An Inquiry for Dr. Kanelos Part 2: George Bush Chastises Michigan

One week later, if anyone asks, I am continuing the research I started in a previous post. In that post, I looked at Dr. Pano Kanelos's announcement of the new University of Austin and his hope that historians would investigate how universities have come to be bastions of intolerance and conformity rather than open inquiry. I challenged the evidence he used to argue that this was indeed the case, and proposed instead that his idea is largely a fiction, but one that seems widely believed. Being unable to investigate something that is not the case, instead I will be looking at how the media narrative of political correctness came to be and then came to dominate so much political discourse. Rather than answer this question completely in one post, I'll be breaking it up over several. This is in part because there is a lot of evidence to consider and I don't want to write a book (here). This is also in part because the time it will take to find, assess, and evaluate every source is far longer than I want to wait to follow up on my initial post.1

We will start with a speech that then-President George H.W. Bush gave to the University of Michigan in 1991. In his speech, Bush attacked what he called political correctness.
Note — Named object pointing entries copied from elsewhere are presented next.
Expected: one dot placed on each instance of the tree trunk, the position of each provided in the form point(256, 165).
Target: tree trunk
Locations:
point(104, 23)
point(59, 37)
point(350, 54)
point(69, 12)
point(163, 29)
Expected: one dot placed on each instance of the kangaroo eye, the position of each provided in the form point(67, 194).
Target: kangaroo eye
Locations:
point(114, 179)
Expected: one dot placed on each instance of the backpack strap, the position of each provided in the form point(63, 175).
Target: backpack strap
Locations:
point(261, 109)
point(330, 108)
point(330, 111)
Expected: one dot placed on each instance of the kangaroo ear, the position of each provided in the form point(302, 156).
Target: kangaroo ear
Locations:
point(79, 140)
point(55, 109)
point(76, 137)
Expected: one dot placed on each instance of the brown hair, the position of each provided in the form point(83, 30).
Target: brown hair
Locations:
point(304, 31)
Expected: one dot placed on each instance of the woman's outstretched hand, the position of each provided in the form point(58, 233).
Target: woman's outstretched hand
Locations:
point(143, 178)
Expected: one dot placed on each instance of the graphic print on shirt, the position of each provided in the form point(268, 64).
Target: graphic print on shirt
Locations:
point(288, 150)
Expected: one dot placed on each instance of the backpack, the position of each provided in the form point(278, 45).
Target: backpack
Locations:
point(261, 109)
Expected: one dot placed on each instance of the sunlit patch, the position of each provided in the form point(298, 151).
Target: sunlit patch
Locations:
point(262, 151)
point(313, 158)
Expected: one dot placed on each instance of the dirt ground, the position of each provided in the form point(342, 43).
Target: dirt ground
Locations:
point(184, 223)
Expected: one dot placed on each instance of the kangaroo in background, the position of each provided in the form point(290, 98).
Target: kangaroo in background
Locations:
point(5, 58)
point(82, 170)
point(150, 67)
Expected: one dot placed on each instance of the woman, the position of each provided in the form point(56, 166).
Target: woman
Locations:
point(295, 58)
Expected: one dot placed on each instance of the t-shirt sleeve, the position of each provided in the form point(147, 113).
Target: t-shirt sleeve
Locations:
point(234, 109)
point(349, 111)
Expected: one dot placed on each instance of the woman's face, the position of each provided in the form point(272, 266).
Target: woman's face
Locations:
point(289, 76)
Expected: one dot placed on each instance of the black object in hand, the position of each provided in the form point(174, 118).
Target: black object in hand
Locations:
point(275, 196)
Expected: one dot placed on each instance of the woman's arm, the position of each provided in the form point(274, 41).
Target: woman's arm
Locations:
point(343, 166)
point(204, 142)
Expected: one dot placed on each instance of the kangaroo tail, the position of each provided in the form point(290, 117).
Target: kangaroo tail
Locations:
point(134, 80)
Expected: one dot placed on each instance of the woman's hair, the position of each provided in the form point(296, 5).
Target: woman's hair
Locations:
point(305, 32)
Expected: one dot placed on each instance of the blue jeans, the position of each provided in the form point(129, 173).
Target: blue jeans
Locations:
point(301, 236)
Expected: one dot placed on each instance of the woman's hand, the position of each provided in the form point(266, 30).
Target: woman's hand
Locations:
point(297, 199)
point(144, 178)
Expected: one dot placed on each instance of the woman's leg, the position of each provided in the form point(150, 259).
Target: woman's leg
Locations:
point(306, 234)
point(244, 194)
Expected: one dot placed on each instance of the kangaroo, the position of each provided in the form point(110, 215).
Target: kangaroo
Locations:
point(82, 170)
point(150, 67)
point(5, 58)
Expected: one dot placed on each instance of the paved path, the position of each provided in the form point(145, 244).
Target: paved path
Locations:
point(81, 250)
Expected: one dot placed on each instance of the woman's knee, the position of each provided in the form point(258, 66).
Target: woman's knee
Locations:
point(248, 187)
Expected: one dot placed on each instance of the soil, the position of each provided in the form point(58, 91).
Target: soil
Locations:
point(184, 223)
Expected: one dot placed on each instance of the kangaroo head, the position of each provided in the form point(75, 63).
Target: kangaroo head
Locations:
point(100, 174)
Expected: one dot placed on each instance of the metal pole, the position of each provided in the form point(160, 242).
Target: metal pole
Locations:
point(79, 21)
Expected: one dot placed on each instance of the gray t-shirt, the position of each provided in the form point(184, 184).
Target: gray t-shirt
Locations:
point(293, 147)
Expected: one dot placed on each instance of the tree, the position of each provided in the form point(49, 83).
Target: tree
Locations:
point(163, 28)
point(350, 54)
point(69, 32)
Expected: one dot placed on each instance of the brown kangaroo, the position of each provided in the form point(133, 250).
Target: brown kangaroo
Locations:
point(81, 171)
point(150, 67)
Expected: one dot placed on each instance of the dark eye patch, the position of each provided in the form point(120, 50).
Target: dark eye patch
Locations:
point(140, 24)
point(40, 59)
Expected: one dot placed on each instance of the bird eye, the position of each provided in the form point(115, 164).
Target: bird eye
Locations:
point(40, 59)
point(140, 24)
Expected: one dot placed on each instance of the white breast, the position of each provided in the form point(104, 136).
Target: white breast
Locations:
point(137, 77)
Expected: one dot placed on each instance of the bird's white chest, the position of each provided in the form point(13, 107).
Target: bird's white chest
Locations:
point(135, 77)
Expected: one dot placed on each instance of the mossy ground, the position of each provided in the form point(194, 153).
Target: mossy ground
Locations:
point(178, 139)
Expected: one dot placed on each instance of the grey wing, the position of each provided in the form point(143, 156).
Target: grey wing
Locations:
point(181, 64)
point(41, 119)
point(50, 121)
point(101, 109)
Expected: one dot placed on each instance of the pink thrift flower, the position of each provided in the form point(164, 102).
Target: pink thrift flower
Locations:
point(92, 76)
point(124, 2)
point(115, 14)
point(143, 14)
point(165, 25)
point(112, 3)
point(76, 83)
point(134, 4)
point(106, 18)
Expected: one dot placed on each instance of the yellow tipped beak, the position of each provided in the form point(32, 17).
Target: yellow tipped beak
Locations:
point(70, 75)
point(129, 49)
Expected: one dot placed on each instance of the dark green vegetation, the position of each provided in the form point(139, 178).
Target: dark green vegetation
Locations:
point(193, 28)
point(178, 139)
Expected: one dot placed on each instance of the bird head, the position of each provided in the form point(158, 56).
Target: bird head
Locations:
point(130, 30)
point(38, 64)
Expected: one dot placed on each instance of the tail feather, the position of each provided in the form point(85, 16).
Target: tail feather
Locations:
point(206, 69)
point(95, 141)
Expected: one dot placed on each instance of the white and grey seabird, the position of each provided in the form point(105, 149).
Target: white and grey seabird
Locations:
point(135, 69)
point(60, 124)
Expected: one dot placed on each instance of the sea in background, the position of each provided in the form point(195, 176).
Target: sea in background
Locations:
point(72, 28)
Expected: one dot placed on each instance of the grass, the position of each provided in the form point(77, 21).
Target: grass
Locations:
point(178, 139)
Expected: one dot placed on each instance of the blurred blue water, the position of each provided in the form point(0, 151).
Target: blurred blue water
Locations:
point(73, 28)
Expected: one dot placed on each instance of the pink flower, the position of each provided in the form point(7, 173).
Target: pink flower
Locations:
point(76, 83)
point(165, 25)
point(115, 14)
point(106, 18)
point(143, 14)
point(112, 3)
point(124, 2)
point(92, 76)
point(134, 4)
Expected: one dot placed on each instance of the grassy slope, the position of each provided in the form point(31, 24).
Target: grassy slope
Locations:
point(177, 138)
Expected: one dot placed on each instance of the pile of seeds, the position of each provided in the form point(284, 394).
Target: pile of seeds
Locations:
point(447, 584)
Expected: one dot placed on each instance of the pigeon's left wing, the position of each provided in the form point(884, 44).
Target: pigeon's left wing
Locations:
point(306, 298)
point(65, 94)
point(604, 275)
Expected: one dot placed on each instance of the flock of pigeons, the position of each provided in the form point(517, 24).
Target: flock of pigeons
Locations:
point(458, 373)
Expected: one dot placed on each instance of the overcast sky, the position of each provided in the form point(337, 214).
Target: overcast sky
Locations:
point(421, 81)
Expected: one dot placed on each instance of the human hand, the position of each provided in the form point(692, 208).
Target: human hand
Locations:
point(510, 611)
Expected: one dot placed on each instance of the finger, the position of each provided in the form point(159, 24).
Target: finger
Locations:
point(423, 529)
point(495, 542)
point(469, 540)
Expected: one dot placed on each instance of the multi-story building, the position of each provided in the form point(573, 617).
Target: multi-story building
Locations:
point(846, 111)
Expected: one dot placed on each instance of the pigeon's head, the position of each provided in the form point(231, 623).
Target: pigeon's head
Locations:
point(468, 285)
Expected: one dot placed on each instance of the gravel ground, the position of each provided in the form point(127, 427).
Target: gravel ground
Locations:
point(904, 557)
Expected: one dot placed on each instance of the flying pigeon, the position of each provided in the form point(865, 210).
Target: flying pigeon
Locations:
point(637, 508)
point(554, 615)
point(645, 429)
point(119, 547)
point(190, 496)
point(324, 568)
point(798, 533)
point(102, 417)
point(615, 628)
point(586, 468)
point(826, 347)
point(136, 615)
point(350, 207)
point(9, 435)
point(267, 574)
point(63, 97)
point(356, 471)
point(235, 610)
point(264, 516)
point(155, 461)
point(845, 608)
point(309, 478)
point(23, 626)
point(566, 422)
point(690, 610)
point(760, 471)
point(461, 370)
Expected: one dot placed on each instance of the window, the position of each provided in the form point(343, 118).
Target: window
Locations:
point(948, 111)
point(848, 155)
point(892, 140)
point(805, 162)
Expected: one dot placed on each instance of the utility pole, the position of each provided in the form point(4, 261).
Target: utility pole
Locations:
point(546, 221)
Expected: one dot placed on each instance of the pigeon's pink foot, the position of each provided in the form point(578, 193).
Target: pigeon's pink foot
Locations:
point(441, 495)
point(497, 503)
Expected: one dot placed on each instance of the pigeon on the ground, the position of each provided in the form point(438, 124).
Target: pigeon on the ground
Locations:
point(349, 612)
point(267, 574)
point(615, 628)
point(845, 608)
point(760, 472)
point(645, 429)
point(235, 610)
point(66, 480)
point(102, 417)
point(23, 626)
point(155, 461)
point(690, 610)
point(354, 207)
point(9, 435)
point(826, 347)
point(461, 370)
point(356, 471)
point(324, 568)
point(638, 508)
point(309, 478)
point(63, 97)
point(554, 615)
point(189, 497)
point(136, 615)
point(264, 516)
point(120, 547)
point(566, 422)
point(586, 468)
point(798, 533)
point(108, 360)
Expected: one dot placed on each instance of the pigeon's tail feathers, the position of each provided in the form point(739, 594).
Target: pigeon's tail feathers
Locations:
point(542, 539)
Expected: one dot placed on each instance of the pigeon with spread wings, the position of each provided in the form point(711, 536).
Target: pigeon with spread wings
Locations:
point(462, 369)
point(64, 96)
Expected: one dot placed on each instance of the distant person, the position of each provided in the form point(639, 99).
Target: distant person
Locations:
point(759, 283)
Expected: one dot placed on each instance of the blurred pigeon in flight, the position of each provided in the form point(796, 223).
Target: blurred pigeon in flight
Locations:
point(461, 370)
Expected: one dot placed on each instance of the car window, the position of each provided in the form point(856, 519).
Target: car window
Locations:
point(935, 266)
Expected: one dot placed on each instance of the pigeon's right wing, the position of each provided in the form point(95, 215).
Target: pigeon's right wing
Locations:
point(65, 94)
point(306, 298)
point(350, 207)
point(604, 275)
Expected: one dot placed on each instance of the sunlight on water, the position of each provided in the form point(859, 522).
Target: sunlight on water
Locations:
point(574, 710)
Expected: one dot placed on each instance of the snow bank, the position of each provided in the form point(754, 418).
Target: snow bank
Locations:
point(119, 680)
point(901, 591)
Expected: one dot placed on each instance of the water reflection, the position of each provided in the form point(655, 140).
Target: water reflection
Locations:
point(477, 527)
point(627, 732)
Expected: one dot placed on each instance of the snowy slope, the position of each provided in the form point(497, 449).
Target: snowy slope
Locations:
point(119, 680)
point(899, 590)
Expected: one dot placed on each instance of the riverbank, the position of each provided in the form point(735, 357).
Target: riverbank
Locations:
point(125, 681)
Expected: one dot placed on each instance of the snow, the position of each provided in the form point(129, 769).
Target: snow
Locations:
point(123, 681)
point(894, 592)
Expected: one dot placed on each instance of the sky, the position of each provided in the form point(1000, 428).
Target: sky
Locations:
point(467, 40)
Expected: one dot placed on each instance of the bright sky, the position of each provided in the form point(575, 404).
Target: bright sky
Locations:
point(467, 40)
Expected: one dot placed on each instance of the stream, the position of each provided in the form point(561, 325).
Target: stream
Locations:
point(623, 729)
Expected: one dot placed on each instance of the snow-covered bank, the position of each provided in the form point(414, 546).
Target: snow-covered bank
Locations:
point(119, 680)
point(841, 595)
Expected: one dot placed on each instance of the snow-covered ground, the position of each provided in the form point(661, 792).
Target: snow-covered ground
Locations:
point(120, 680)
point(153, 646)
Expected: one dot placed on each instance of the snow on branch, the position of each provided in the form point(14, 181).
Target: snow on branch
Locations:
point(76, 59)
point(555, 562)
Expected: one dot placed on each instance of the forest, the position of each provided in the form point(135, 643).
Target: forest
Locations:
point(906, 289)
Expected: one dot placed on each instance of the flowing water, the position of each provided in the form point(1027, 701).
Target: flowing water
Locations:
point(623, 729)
As the Baltimore Sun reported:

The president attacked what he called the “notion of 'political correctness,' ” saying it had led to “inquisition,” “censorship” and “bullying” on some college campuses. “Ironically, on the 200th anniversary of our Bill of Rights, we find free speech under assault throughout the United States, including on some college campuses,” Mr. Bush told 8,300 graduates and more than 55,000 others gathered in the University of Michigan football stadium. “The notion of 'political correctness' has ignited controversy across the land,” he said. “And although the movement arises from the laudable desire to sweep away the debris of racism, sexism and hatred, it replaces old prejudices with new ones. “It declares certain topics off-limits, certain expressions off-limits, even certain gestures off-limits. What began as a cause for civility has soured into a cause of conflict and even censorship.” Mr. Bush's speech, his first on an issue that has divided campuses around the nation, reflected the influence of his new head speech writer, Anthony Snow, a former editorial writer for the Washington Times, who was hired to bring a harder edge and ideological spirit to the president's speeches as he moves toward the 1992 election. White House officials said it fit into a pattern of presidential positions on civil rights. For instance, in opposing the congressional measure that would have made it easier to sue employers for job discrimination, Mr. Bush said the government should fight bigotry but not if that meant court-imposed quotas for women and minority members. At Michigan yesterday, Mr. Bush said that Americans should be alarmed at the rise of intolerance and bigotry but that they should also be alarmed at the “growing tendency to use intimidation rather than reason in settling disputes.”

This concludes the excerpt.